This was the first randomized controlled trial in Thailand comparing the effectiveness of a low-GI diet and conventional energy restriction in the treatment of obese pediatric patients. From the results of this study, both groups of patients had a significant decrease in BMI z-score during the 6-mo period. However, the body composition measured by BIA and dual-energy X-ray absorptiometry (DXA) did not demonstrate significant change from baseline in both groups. In our study, the percentage of fat and FMI measured by BIA are lower than those measured by DXA by 10 and 11%, respectively. Moreover, the correlation of percentage of fat between both techniques is 0.77, and the correlation of FMI is 0.91. The previous study in 27 obese children from Austria reported that BIA underestimated body fat by around 12% compared with DXA which reconcile with our findings (13). Nonetheless, these differences would not change the main outcomes because the comparison between the low GI group and the control group was made within the same technique.

Our results were similar to a clinical trial on the effects of a low-GL diet vs. low-fat diet in obese Hispanic American children and adolescents (7) that reported a significant decrease in BMI z-score but showed no significant difference in BMI and body composition from baseline in both groups. Siegel et al. (8) found that the traffic light approach, in which the GIs of foods were simply classified as green, yellow, or red, effectively reduced BMI in obese children because of its simplicity, resulting in better adherence.
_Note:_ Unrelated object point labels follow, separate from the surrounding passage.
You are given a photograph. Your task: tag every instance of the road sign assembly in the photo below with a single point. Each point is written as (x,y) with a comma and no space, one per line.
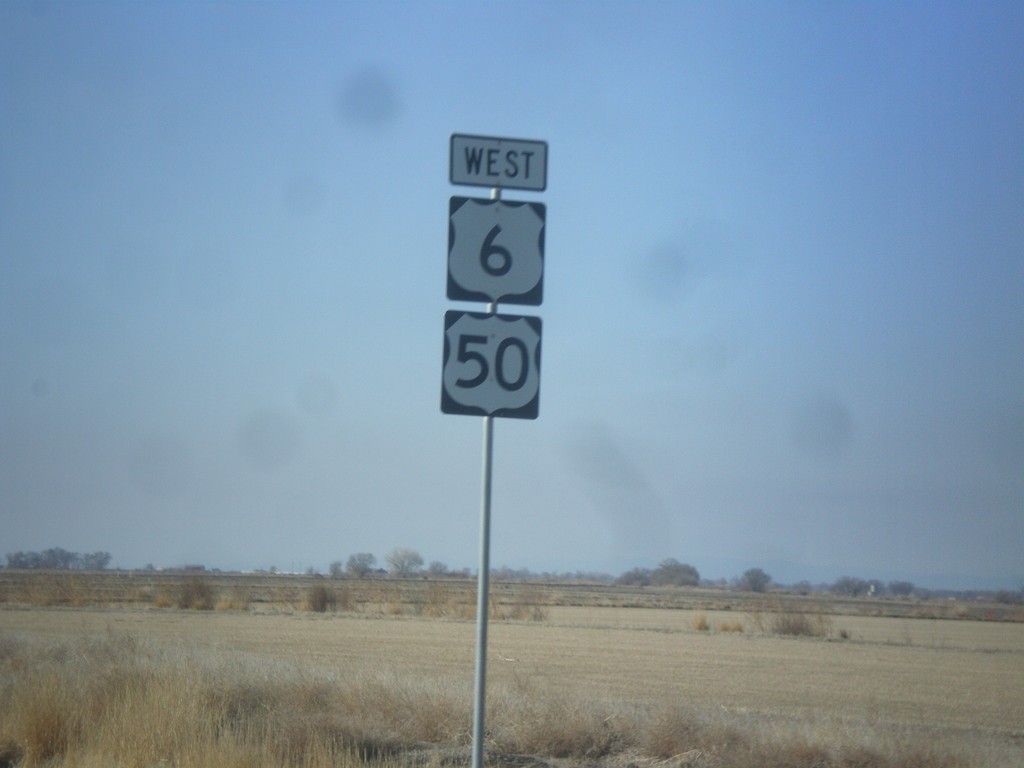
(492,363)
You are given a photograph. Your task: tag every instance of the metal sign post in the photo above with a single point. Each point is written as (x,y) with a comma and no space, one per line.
(492,363)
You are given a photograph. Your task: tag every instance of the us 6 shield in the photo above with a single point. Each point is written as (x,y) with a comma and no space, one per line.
(492,365)
(496,251)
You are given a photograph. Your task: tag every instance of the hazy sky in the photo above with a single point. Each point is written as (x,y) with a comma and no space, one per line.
(782,306)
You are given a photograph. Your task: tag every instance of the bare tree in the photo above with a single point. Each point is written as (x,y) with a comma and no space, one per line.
(403,561)
(672,571)
(360,564)
(755,580)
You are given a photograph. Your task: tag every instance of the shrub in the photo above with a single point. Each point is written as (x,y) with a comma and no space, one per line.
(321,598)
(196,594)
(799,624)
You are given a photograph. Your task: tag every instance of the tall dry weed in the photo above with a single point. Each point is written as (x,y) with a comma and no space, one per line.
(113,700)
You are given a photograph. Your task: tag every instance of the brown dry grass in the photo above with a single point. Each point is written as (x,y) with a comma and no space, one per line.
(590,686)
There have been previous studies of low-GI diet in obese children (9,10,11,12) who had significant changes in body composition when they received instruction about this diet. A study of 14 obese children divided into two groups receiving a reduced-GL vs. reduced-fat diet by Ebbeling et al. (12) found BMI and FM decreased more in the low-GL group at 12 mo. Intensive intervention by 12 dietary behavioral therapy counseling sessions for 6 mo followed by two dietary counseling sessions for 6 mo afterward may have caused this reduction in FM, not observed in our study. Two other studies of low-GI diets have shown decreases in fat percentages that may be attributed to intensive intervention (9,10). A crossover study by Pal et al. (14) of participants receiving a low-GI breakfast for 21 d and low-GI diet instruction for other meals demonstrated, similar to our study, a decreasing trend of fat percentage without statistical significance and higher satiety ratings before lunch during the low-GI study period. This result was comparable to another study in children on the influence of a low-GI diet on satiety (15). Our finding that participants in the intervention group had lower energy intake compared with those in the control group may be resulted from this mechanism of prolonged satiety.
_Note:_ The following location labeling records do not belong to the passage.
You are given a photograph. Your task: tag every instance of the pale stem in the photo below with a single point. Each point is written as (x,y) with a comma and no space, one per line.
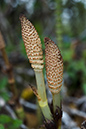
(43,103)
(56,100)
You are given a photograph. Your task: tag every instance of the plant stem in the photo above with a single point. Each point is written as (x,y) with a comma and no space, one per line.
(56,100)
(42,93)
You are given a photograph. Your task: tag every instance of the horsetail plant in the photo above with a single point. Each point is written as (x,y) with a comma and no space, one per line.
(35,55)
(54,70)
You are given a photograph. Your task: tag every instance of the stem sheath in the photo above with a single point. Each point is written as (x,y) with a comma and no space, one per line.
(42,93)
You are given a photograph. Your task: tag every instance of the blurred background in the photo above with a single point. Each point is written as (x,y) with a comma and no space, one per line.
(64,21)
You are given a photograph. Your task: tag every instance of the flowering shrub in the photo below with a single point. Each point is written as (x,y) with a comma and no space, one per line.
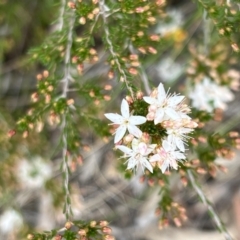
(93,53)
(164,130)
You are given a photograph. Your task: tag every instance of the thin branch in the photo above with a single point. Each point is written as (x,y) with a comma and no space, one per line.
(110,45)
(61,16)
(207,203)
(206,32)
(65,89)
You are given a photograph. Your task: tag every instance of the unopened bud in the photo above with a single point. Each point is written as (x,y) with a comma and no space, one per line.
(133,57)
(30,236)
(151,19)
(103,223)
(92,51)
(90,16)
(71,5)
(108,87)
(82,20)
(95,11)
(25,134)
(129,99)
(154,37)
(45,74)
(133,71)
(82,232)
(107,230)
(139,95)
(152,50)
(128,138)
(142,50)
(111,74)
(68,225)
(39,77)
(93,223)
(235,47)
(177,222)
(70,101)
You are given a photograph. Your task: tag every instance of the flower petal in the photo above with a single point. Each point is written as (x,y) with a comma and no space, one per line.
(150,100)
(164,166)
(114,117)
(125,109)
(180,144)
(173,101)
(167,146)
(137,120)
(146,164)
(155,158)
(171,113)
(132,162)
(159,116)
(120,133)
(179,155)
(142,148)
(135,131)
(161,93)
(124,149)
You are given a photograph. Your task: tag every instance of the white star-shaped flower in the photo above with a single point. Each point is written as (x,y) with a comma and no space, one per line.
(177,136)
(138,154)
(125,122)
(164,104)
(167,156)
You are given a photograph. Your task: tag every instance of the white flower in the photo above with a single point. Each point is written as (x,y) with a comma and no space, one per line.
(10,220)
(164,105)
(138,154)
(167,156)
(168,70)
(177,136)
(173,25)
(125,122)
(207,95)
(34,173)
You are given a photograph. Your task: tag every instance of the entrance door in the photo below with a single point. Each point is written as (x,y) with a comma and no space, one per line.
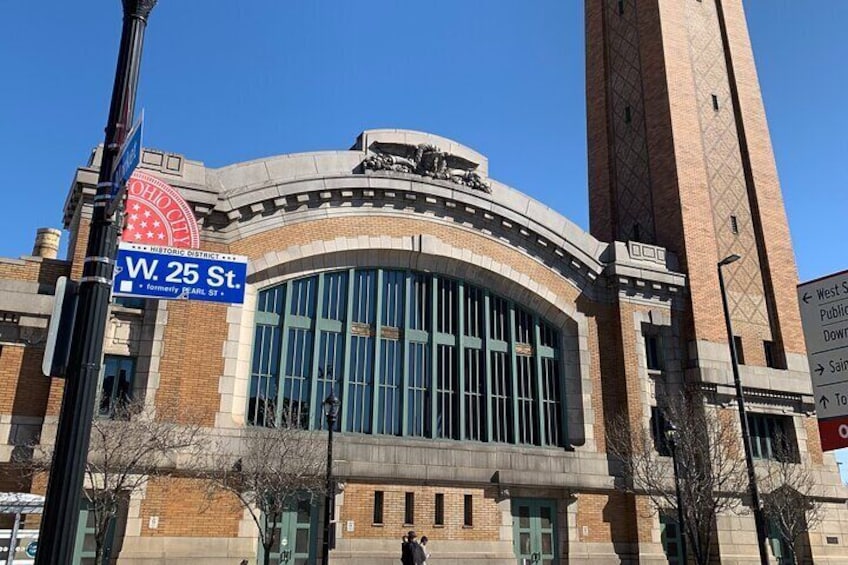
(534,531)
(295,544)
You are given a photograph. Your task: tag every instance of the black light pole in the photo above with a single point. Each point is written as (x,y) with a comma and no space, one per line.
(671,435)
(64,489)
(759,519)
(331,410)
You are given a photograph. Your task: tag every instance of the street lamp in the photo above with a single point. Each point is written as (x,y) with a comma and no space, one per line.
(759,519)
(331,411)
(671,436)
We believe that the mechanism of weight loss and body fat reduction resulted from a low-GI diet is probably a gradual increase in plasma glucose that slows insulin secretion, which may subsequently cause prolonged satiety, thus decreased food ingestion, leading to a decrease in body weight and body fat (16). Conversely, the high-GI diet may quickly stimulate insulin secretion, which could then lower plasma glucose rapidly, thereby causing excessive hunger, over-eating, and lipogenesis (16). This prolonged hyperinsulinemia would have the effect of directing nutrients from oxidation to storage (6). In fact, some studies demonstrated that hyperinsulinemia due to ingestion of a high-GI diet led to decreased hepatic fat oxidation and then increased food consumption resulting in an increase in body weight and fat (17,18).

Obesity has a strong correlation with the metabolic syndrome consisted of hypertension, dyslipidemia, insulin resistance, and type 2 diabetes. Our study found a significant decrease in fasting insulin and HOMA-IR in the low-GI group but no significant change in fasting insulin or HOMA-IR in the control group. Therefore, this finding reveals that the low-GI diet might improve insulin sensitivity in obese children, similar to the data from adult population which found reduced postprandial hyperinsulinemia after the low-GI diet in obese prediabetic adults (19,20). In spite of this, there were no significant differences in insulin sensitivity after a low-GI diet in some studies (21,22). Shikany et al. (21) studied the effects of low- and high-GI/GL diets on coronary heart disease risk factors in 24 overweight and obese men. The participants showed no significant differences in glucose and insulin levels between both groups. This may have been because of the short study period in 4 wk for low-GI/GL diet—similar to another study (22)—and the small sample size.

An improvement of insulin sensitivity may have been caused by reduced insulin demand, decreased glucotoxic effect on β cells, decreased β-cell dysfunction, and prolonged suppression of free fatty acid release, which decreased their accumulation in β cells (23,24). On the other hand, a high-GI diet could conversely result in high postprandial insulin so blood glucose might rapidly decrease with an increase in counter-regulatory hormones causing declining insulin sensitivity (25). In addition, the high-GI diet also results in increasing lipid accumulation in skeletal muscle and liver which may cause insulin signaling defects and insulin resistance, and triacylglycerol accumulation in β cells also leads to decreased insulin secretion (23,26,27).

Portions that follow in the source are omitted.